This repository shows an example of using Apache Flink to serve an ONNX model that was created by PyTorch. While the initial model is simple, it shows the process by which a machine learning model can be created in Python, and then served by a Scala program written for streaming with Flink.

Training in PyTorch

The training/ directory provides two example Jupyter Notebooks that uses PyTorch to create simple networks. The networks are exported to ONNX through PyTorch. The simple network takes a variable length floating point tensor and adds a constant offset. The MNIST network solves the classic handwritten number classification problem that is a mainstay of neural network tutorials.

Packaging the JAR

The ONNX models are packaged as a resource, so that they can be distributed to the Flink TaskManagers in the same JAR as the code.

The Flink application follows the standard template for SBT. The JAR can be built using sbt as follows:

sbt clean assembly

The Scala code is also tested to ensure quality, and those tests are run by sbt. These tests exercise the inference of the ONNX models.

The contents of the JAR can be inspected to see the included ONNX models and the onnxruntime library.

jar tf ./target/scala-2.11/flink-onnx-pytorch-assembly-0.0.1.jar

Serving with onnxruntime

The ONNX model is served using the onnxruntime library. The Java API is used, which provides a similar interface to Python. The OrtModel class is added as a convenience wrapper to handle loading from the resources directory.
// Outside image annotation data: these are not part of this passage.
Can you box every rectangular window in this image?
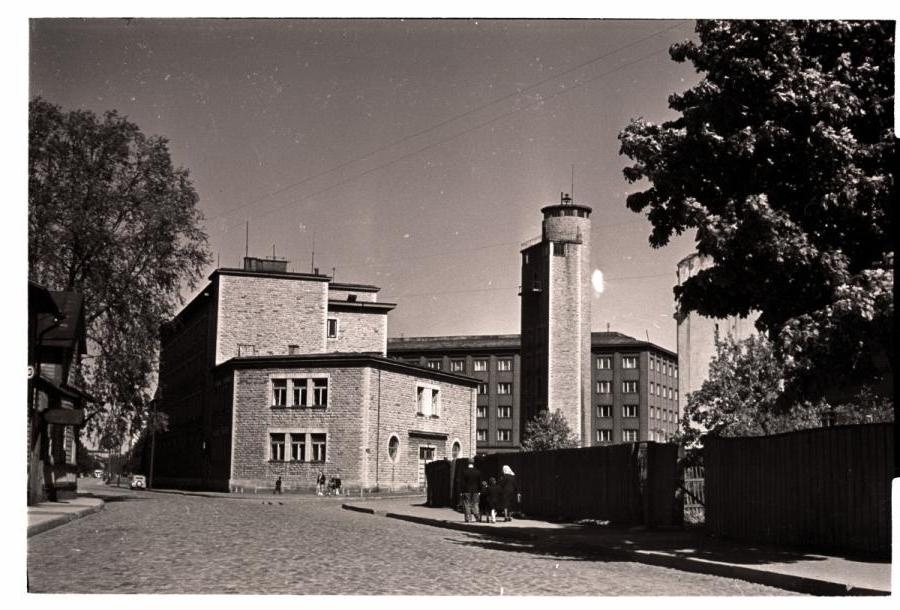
[272,379,287,407]
[312,379,328,407]
[291,433,306,462]
[309,434,326,462]
[269,434,284,462]
[291,379,309,407]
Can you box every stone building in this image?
[388,332,679,453]
[153,258,477,490]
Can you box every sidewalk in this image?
[343,496,891,595]
[28,496,104,538]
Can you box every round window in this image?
[388,436,400,462]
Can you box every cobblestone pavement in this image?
[28,484,800,595]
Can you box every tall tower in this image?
[520,194,591,446]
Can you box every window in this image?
[416,386,441,417]
[269,433,284,462]
[291,434,306,462]
[388,436,400,462]
[309,434,326,462]
[312,379,328,407]
[272,379,287,407]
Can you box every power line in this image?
[207,21,690,227]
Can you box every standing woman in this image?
[500,465,518,521]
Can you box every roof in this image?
[388,332,676,358]
[388,335,522,353]
[215,352,480,387]
[37,290,87,354]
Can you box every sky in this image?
[28,19,699,351]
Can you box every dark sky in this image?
[29,19,698,350]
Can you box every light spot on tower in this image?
[591,269,604,294]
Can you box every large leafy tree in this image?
[28,98,210,439]
[522,411,578,451]
[619,21,897,398]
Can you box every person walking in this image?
[461,457,481,523]
[500,464,519,521]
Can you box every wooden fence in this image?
[425,443,682,526]
[703,424,894,556]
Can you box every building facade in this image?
[519,195,591,446]
[152,258,477,490]
[388,332,679,453]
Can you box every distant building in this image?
[154,258,477,490]
[675,253,759,404]
[388,332,679,453]
[519,195,591,446]
[28,282,91,505]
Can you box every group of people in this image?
[462,458,518,523]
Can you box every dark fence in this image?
[425,443,682,526]
[703,424,894,555]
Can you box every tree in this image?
[28,98,211,434]
[522,411,578,451]
[675,335,893,462]
[619,21,897,399]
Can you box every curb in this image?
[28,500,106,538]
[342,504,891,596]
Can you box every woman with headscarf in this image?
[500,465,518,521]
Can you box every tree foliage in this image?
[676,335,893,458]
[28,98,210,433]
[522,411,578,451]
[619,21,897,396]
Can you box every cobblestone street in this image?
[28,481,800,595]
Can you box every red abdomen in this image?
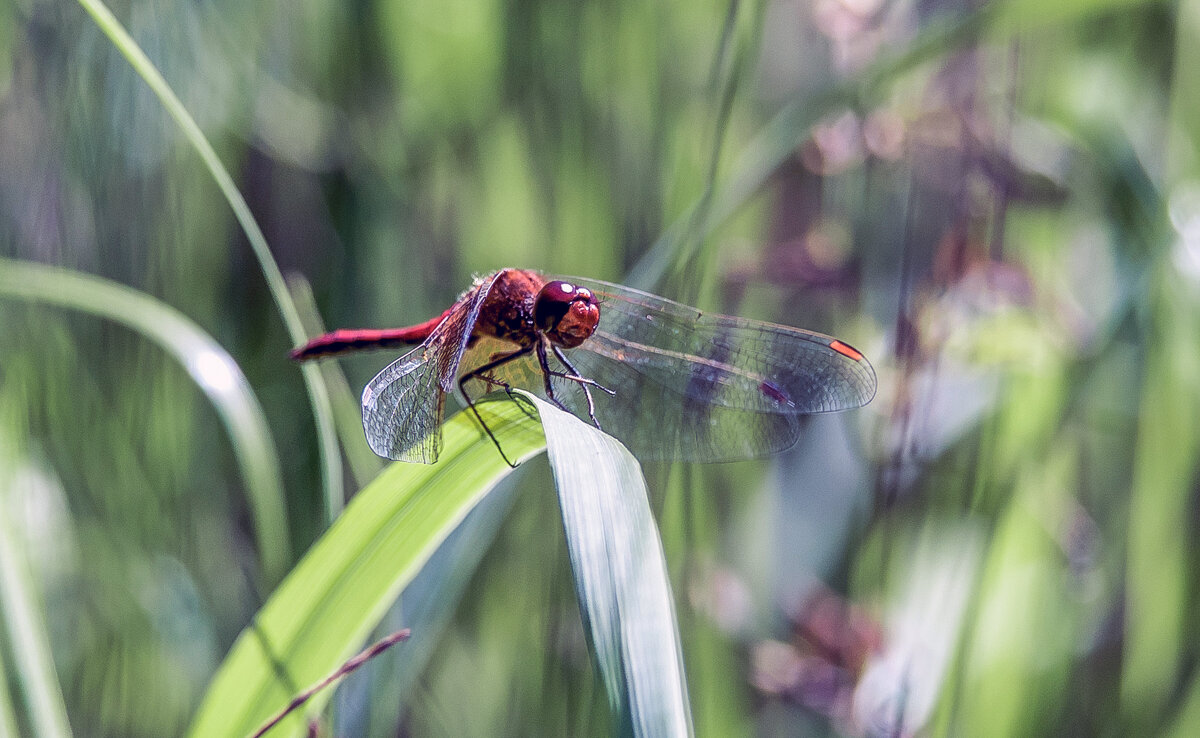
[290,311,450,361]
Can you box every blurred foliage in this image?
[0,0,1200,736]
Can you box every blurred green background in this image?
[0,0,1200,736]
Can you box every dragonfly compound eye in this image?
[533,280,600,348]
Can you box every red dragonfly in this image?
[292,269,875,463]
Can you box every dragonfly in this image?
[292,269,876,463]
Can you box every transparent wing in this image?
[362,275,496,463]
[362,346,445,464]
[542,277,876,461]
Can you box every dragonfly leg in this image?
[538,340,573,413]
[458,347,529,469]
[542,344,617,430]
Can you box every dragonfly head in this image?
[533,280,600,348]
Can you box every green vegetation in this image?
[0,0,1200,737]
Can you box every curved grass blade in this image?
[0,258,292,583]
[79,0,344,522]
[0,451,71,738]
[528,395,692,736]
[191,395,545,738]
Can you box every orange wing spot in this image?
[829,341,863,361]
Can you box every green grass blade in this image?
[191,400,545,737]
[534,398,692,736]
[79,0,344,521]
[0,259,292,582]
[0,458,71,737]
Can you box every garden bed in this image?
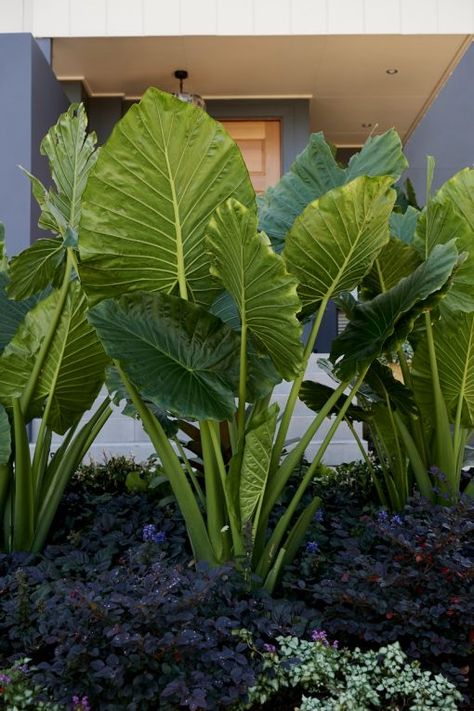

Running the model inference for the simple case is wrapped by the AddFive class, which extends the RichMapFunction. This allows the open and close methods to handle the model loading and closing. The map method runs the input value through the ONNX model.

The types need to be handled properly, since fractional values default to Double in Scala unless specifically identified.

Streaming in Flink

With the JAR built, the Flink jobs can be submitted. The jobs are written over a static dataset of numbers for the simple example. This could be easily replaced by another source. The jobs output the results to stdout for simplicity, which could also be replaced by another sink. The DataStream API is used in this example.

To run the JAR on a local cluster, make sure to start it first.

./flink-1.13.0/bin/start-cluster.sh

The com.datacolin.Job can be submitted to the cluster through the CLI:

./flink-1.13.0/bin/flink run -c com.datacolin.Job ./flink-onnx-pytorch/target/scala-2.11/flink-onnx-pytorch-assembly-0.0.1.jar

The local cluster will provide output in the log/ directory, which can be watched:

tail -f ./flink-1.13.0/log/*.out

The static dataset should be output with the added offset.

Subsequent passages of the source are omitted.